Brother by Ania Ahlborn

Brother

Have you ever finished a book and thought “The fuck did I just read?” Not that the book was bad, but you were not prepared to handle what went down in those pages. When I finally closed Ania Ahlborn’s Brother after reading it all in one siting, I had to sit in silence, staring at my wall, and try to make sense of what just happened. That doesn’t usually happen to me.

Set in Appalachia, Brother is about a family of cannibals (yup).  They live out in the boonies, so the women they kidnap can scream all they want before they become dinner; no one will hear them. They’re careful to choose the “right” victims-drunks, hitchhikers, addicts. The kind of women no one will miss. The victims do have to look a certain way. Mama likes them  young and blonde.  I’ll let that percolate for a minute.

Our protagonist is their adopted son, Michael. Unlike other members of his family, he takes no pleasure in what they do. But he’s so beaten down, it doesn’t even occur to him to stop. It’s what the family does. And they’re all he has. When he meets Alice, a cute girl at a record store, he starts seriously thinking about running away to New York with this girl. Obviously the family won’t let him go that easily.
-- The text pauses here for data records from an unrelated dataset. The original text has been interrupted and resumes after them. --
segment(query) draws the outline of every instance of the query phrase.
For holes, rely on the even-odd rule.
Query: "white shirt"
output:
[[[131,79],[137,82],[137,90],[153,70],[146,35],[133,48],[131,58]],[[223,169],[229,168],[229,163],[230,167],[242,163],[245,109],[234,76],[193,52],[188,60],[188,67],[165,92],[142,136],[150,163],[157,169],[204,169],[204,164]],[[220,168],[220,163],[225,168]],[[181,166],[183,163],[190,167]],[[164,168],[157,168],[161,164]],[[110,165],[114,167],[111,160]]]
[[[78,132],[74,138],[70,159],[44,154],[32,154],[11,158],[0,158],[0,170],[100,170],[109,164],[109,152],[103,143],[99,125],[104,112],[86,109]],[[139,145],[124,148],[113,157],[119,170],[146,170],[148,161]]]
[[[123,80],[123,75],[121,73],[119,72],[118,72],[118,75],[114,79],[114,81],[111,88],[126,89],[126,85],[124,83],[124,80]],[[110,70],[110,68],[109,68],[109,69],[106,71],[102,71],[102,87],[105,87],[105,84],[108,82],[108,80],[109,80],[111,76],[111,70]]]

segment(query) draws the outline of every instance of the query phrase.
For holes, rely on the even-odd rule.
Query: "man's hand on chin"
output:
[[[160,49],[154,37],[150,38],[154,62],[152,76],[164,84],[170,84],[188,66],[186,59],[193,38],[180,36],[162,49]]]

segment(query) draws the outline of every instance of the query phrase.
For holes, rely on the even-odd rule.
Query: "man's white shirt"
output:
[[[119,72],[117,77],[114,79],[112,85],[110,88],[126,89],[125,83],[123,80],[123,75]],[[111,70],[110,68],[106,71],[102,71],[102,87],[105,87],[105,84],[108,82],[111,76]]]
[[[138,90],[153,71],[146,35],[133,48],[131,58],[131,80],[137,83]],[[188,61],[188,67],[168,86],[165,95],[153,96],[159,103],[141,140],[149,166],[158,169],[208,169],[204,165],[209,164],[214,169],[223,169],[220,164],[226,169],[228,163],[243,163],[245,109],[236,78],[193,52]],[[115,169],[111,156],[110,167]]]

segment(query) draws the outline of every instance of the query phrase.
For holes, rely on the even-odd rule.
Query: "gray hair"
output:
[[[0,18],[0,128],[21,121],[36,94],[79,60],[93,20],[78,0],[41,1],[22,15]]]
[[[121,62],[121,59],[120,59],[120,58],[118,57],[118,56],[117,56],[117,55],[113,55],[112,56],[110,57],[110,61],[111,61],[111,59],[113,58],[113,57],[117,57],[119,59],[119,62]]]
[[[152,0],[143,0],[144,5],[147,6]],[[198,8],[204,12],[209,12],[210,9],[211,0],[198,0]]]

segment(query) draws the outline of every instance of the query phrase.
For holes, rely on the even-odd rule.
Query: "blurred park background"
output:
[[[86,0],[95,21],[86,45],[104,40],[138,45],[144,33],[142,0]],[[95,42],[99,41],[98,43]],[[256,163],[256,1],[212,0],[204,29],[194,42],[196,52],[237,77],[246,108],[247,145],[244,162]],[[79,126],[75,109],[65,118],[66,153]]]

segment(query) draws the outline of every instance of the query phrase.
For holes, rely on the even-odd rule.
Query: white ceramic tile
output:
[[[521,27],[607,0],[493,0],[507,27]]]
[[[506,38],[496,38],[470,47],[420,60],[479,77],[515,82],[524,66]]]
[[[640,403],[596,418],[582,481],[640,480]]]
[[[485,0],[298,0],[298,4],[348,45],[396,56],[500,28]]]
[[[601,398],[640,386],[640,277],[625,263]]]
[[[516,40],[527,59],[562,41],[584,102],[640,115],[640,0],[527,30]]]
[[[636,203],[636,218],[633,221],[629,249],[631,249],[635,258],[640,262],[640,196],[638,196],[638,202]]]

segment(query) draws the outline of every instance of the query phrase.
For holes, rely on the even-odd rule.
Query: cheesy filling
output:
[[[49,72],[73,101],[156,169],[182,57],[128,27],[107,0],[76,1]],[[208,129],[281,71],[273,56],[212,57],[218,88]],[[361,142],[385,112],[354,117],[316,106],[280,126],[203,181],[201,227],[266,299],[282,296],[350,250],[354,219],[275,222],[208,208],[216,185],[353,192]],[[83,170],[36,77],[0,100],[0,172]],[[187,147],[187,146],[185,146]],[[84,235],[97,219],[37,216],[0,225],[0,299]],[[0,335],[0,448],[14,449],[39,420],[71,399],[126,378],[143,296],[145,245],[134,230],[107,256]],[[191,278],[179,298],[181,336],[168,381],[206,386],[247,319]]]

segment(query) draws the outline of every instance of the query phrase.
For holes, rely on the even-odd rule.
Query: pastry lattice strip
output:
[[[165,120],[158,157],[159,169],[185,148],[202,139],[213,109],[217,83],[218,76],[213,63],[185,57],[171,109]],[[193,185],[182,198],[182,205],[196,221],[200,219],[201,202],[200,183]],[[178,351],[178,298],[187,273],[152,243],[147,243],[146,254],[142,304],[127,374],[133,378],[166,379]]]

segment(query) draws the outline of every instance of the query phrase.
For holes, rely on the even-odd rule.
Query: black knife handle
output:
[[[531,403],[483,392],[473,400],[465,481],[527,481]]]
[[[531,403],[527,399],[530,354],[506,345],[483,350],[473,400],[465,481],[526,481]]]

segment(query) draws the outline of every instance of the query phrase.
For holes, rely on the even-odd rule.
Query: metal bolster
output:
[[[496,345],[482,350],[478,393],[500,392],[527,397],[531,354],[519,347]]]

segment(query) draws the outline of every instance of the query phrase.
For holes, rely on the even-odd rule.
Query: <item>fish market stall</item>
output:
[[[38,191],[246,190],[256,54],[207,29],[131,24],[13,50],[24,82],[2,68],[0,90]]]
You can tell just by starting this book that there’s not going to be a happy ending, but I was unprepared for how messed up it was going to be. I guessed part of the twist, but there was another twist inside of that first twist (twistception?) and it made my jaw drop. I think I’ve mentioned this before, but I’m not a very emotive reader. I don’t yell at books like they’re horror movies (“RUN BITCH”). I don’t close the book and walk around the room, deciding if I really want to keep going. I don’t clench my fists as if I personally am going to have to take on a group of redneck Deliverance-wannabe cannibals. And I did all of those things while reading Brother. If you’re one of those people who love to be scared, pick this book up. Sweet dreams.